Auch das Netz muss sich an Regeln halten

Während Ärzt:innen in ihren Sprechstunden den einzelnen Menschen in den Blick nehmen, können sich Medfluencer:innen auf allgemeine Grundsätze beschränken. Ihr Publikum weiß das und hinterfragt weniger, ob dieser Grundsatz auch für ihre persönliche Situation der richtige ist. Paradoxerweise wirken Ärzt:innen am Bildschirm oft nahbarer als hinter ihrem Schreibtisch. Das kann daran liegen, dass sie auch Persönliches preisgeben, (mehr) Witze machen oder in Jeans und T-Shirt zu sehen sind.

Internet-Ärzt:innen nutzen oft unverwechselbare Merkmale, um sich abzuheben. Viele Medfluencer:innen suchen sich einen bestimmten Schwerpunkt, bei Ärzt:innen ergibt sich dieser meist ganz von selbst. So nennt sich der Kinderarzt PD Dr. med. Michael Dördelmann im Netz „Pädicus“, der Gynäkologe Dr. med. Konstantin Wagner spart nicht mit Humor und die Ärztin und Journalistin Dr. med. Julia Fischer geht in vielen Posts mit sich selbst in den Dialog, wenn sie über allgemeine Gesundheitsthemen informiert.

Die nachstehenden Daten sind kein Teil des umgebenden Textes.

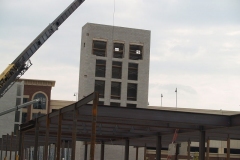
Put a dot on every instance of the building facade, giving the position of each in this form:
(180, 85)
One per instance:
(115, 62)
(13, 97)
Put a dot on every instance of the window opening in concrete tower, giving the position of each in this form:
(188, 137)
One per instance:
(100, 87)
(116, 90)
(118, 49)
(25, 100)
(100, 68)
(116, 70)
(24, 117)
(129, 105)
(42, 104)
(132, 92)
(132, 71)
(135, 52)
(99, 48)
(100, 103)
(114, 104)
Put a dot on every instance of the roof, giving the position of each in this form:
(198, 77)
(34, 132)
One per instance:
(38, 82)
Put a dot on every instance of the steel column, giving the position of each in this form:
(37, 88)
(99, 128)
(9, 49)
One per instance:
(228, 148)
(16, 146)
(94, 121)
(59, 134)
(208, 144)
(158, 147)
(47, 138)
(202, 144)
(126, 157)
(6, 147)
(35, 156)
(68, 152)
(63, 147)
(188, 149)
(136, 153)
(85, 151)
(1, 148)
(20, 144)
(102, 150)
(74, 131)
(11, 146)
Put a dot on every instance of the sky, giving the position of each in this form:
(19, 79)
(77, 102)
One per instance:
(195, 46)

Ob Medfluencer:innen der Gesundheit etwas Gutes tun oder ihr eher schaden, muss sich erst noch erweisen. Fest steht jedoch: Das Internet ist ein Kommunikationskanal, der viele Möglichkeiten bietet, um Menschen zu erreichen, deren Alltag wenige Anreize für gesundheitsbewusstes Verhalten bietet.